If global electricity use can feel a bit abstract, data centers’ water use is a more local and tangible issue — particularly in drought-afflicted areas. To cool delicate electronics in the clean interiors of the data centers, water has to be free of bacteria and impurities that could gunk up the works. In other words, data centers often compete “for the same water people drink, cook, and wash with,” says Ren.
In 2022, Ren says, Google’s data centers consumed about 5 billion gallons (nearly 20 billion liters) of fresh water for cooling. (“Consumptive use” does not include water that’s run through a building and then returned to its source.) According to a recent study by Ren, Google’s data centers used 20 percent more water in 2022 than they did in 2021, and Microsoft’s water use rose by 34 percent in the same period. (Google data centers host its Bard chatbot and other generative A.I.s; Microsoft servers host ChatGPT as well as its bigger siblings GPT-3 and GPT-4. All three are produced by OpenAI, in which Microsoft is a large investor.)
In Chile and Uruguay, protests have erupted over planned data centers that would tap drinking water reservoirs.

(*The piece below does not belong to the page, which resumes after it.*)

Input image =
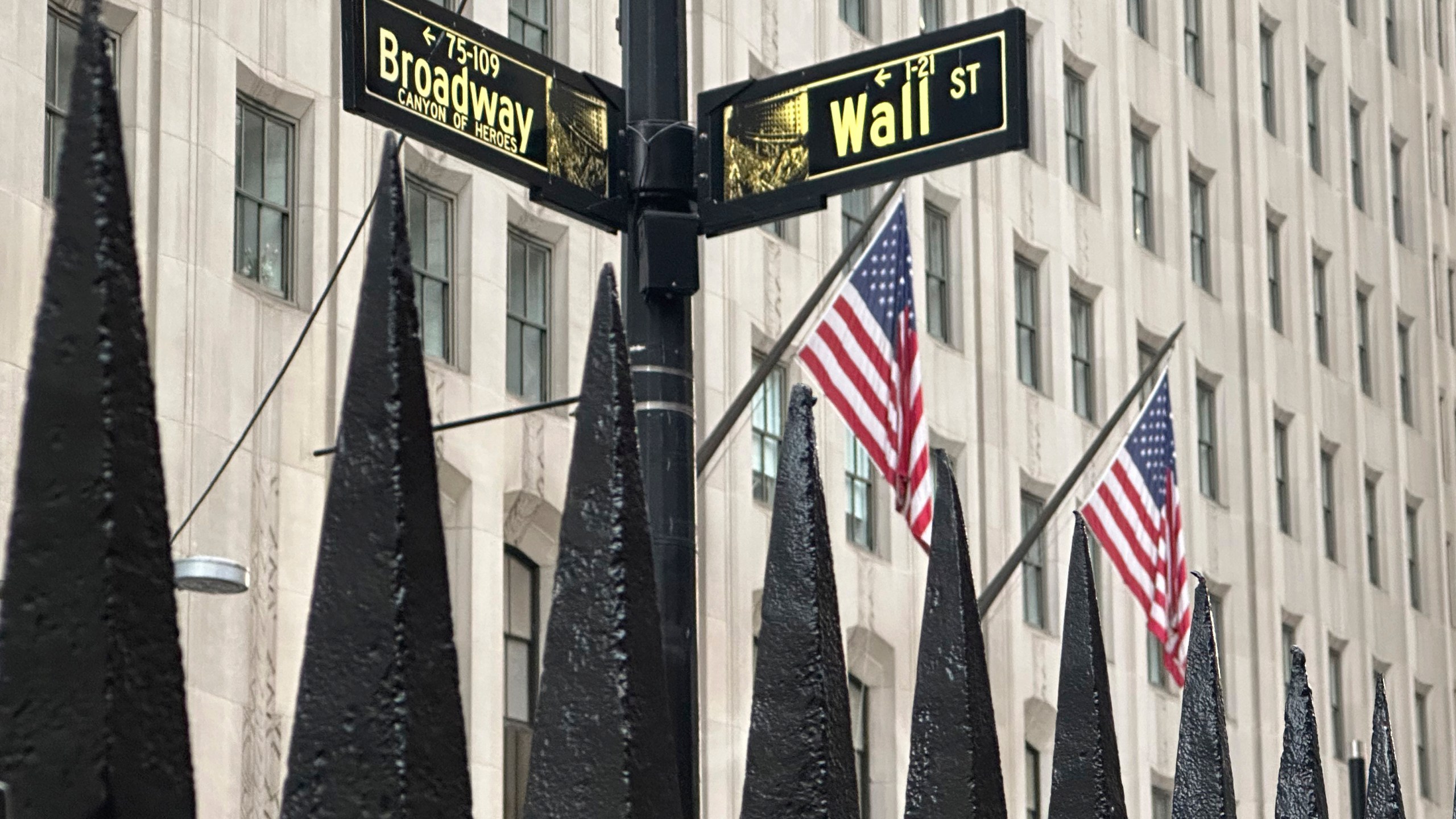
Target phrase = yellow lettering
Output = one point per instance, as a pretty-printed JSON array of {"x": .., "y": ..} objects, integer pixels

As more data centers are built or expanded, their neighbors have been troubled to find out how much water they take. For example, in The Dalles, Oregon, where Google runs three data centers and plans two more, the city government filed a lawsuit in 2022 to keep Google’s water use a secret from farmers, environmentalists, and Native American tribes who were concerned about its effects on agriculture and on the region’s animals and plants. The city withdrew its suit early last year. The records it then made public showed that Google’s three extant data centers use more than a quarter of the city’s water supply. And in Chile and Uruguay, protests have erupted over planned Google data centers that would tap into the same reservoirs that supply drinking water.
Most of all, researchers say, what’s needed is a change of culture within the rarefied world of A.I. development. Generative A.I.’s creators need to focus beyond the technical leaps and bounds of their newest creations and be less guarded about the details of the data, software, and hardware they use to create it.

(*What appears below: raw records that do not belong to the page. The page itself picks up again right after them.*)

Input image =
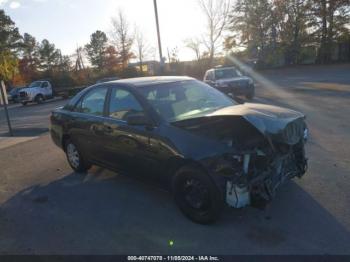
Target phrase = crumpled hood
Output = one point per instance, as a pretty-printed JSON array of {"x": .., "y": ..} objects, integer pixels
[
  {"x": 29, "y": 90},
  {"x": 278, "y": 123},
  {"x": 233, "y": 80}
]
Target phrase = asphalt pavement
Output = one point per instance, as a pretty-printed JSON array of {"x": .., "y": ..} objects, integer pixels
[{"x": 45, "y": 208}]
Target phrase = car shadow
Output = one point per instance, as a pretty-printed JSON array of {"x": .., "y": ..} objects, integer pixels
[
  {"x": 109, "y": 213},
  {"x": 26, "y": 132}
]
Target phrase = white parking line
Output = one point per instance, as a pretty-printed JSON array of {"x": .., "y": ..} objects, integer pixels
[{"x": 11, "y": 141}]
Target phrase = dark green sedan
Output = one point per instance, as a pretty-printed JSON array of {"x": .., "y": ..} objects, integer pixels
[{"x": 210, "y": 150}]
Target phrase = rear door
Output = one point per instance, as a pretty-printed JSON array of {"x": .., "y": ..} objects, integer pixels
[
  {"x": 125, "y": 145},
  {"x": 87, "y": 122},
  {"x": 46, "y": 89}
]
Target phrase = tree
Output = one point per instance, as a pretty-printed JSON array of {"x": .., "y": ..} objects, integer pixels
[
  {"x": 142, "y": 47},
  {"x": 29, "y": 61},
  {"x": 112, "y": 61},
  {"x": 49, "y": 56},
  {"x": 79, "y": 63},
  {"x": 195, "y": 45},
  {"x": 122, "y": 38},
  {"x": 331, "y": 18},
  {"x": 96, "y": 49},
  {"x": 9, "y": 34},
  {"x": 251, "y": 26},
  {"x": 8, "y": 65},
  {"x": 216, "y": 12},
  {"x": 9, "y": 42}
]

Some day in the future, Dodge says, an A.I. might be able — or be legally obligated — to inform a user about the water and carbon impact of each distinct request she makes. “That would be a fantastic tool that would help the environment,” he says. For now, though, individual users don’t have much information or power to know their A.I. footprint, much less make decisions about it.
“There’s not much individuals can do, unfortunately,” Ren says. Right now, you can “try to use the service judiciously,” he says.
Correction, February 21, 2024: An earlier version of this article incorrectly quoted researcher Dave Patterson as referring to CO₂ emissions from global aviation. Patterson was actually referring to CO₂e (“carbon dioxide equivalent”) emissions, a measurement that includes both CO₂ and other greenhouse gases.